The function apply_parameter_sharding_to_existing_model
contains logic for finding and sharding parameters that is very similar to the implementation within ParameterShardingStrategy.shard_model_parameters
(lines 137-175). This code duplication can make maintenance harder. Consider refactoring the common logic into a shared private helper function to improve code reuse and maintainability.
This pull request introduces a foundational framework for Tensor Parallelism in Keras, Parameter_sharding.py, enabling the training of large-scale models by sharding their parameters across multiple devices. This is a significant step towards supporting advanced distributed training strategies directly within the Keras ecosystem.

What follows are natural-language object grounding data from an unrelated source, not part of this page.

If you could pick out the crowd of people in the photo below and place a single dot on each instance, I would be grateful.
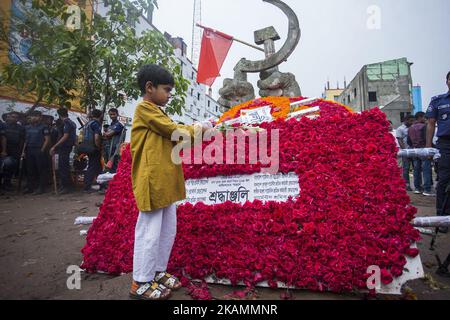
(429, 130)
(412, 135)
(31, 142)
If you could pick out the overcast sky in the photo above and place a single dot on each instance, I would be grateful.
(336, 41)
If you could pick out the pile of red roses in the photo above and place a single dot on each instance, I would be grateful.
(353, 212)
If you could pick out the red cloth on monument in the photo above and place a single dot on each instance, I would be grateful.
(215, 47)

The core of this contribution is a new, backend-agnostic parameter sharding framework and the necessary distributed communication primitives for the PyTorch backend.
Key Changes
PyTorch Distributed Backend
A new distributed_backend.py module has been added for the PyTorch backend.
It implements essential collective communication operations (all_reduce, all_gather, broadcast, scatter) using the torch.distributed package.

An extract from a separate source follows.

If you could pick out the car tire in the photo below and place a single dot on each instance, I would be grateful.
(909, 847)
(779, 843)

Provides helper functions for gradient computation (compute_gradients) and device management, aligning its interface with other Keras backends.
Parameter Sharding Framework
Introduces a powerful parameter sharding API under keras/src/distribution/tensor_parallel/.
ParameterShardingStrategy: A new class that manages the logic for splitting model weights based on user-defined rules specified in a ConfigKeras object.
ShardedWeight: A wrapper class for sharded keras.Variable objects, allowing them to be seamlessly integrated into the model.
make_parameter_sharded_model: A factory function that takes a standard Keras model and returns a sharded version, automatically handling the weight splitting and model wrapping. The wrapped ParameterShardedModel injects communication ops (e.g., all-reduce) into the forward pass to ensure correct computations.